Department of Biostatistics, School of Public Health (Guangdong Provincial Key Laboratory of Tropical Disease Research), Southern Medical University, Guangzhou, P.R. China.
Department of Statistics, Jinan University, Guangzhou, P.R. China.
Ann Epidemiol. 2020 Apr;44:45-51. doi: 10.1016/j.annepidem.2020.01.009. Epub 2020 Mar 4.
Providing up-to-date information on patient prognosis is important in determining the optimal treatment strategies. The currently available prediction models, such as the Cox model, are limited to making predictions from baseline and do not consider the time-varying effects of covariates.

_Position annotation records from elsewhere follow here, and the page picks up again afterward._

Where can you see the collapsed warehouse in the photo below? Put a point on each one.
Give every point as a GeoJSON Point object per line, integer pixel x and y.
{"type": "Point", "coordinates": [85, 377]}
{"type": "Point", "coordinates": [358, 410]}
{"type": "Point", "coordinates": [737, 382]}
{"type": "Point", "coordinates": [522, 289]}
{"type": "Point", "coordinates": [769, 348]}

A total of 1501 cervical cancer patients from the Surveillance, Epidemiology, and End Results (SEER) database were included. We introduced three landmark dynamic prediction models (models 1-3) that explore the dynamic effects of prognostic factors to obtain 5-year dynamic survival rate predictions at different prediction times. The performances of these models were evaluated by Harrell's C-index and the Brier score using cross-validation.
Some variables did not meet the proportional hazards assumption, indicating that the constant hazard ratios were unreliable. Model 3, which showed the best performance for prediction, was selected as the final model. Significant time-varying effects were observed for age at diagnosis, International Federation of Gynecology and Obstetrics (FIGO) stage, lymph node metastasis, and histological subtypes. Three patients were as examples used to illustrate how the predicted probabilities change at different prediction times during follow-up.
Model 3 can effectively incorporate covariates with time-varying effects and update the probability of surviving an additional 5 years at different prediction times. The use of the landmark approach may provide evidence for clinical decision making by updating personalized information for patients.
提供有关患者预后的最新信息对于确定最佳治疗策略非常重要。目前可用的预测模型,如 Cox 模型,仅限于从基线进行预测,并且不考虑协变量的时变效应。
共纳入来自监测、流行病学和最终结果(SEER)数据库的 1501 例宫颈癌患者。我们引入了三种里程碑式的动态预测模型(模型 1-3),以探索预后因素的动态效应,从而在不同的预测时间获得 5 年的动态生存率预测。通过交叉验证,使用 Harrell 的 C 指数和 Brier 评分评估这些模型的性能。
一些变量不符合比例风险假设,这表明常数风险比不可靠。表现最佳的预测模型 3 被选为最终模型。诊断时的年龄、国际妇产科联合会(FIGO)分期、淋巴结转移和组织学亚型等变量均观察到显著的时变效应。以 3 名患者为例,说明了在随访期间不同预测时间下预测概率如何变化。
模型 3 可以有效地纳入具有时变效应的协变量,并在不同的预测时间更新额外存活 5 年的概率。使用里程碑方法可以通过更新患者的个性化信息为临床决策提供依据。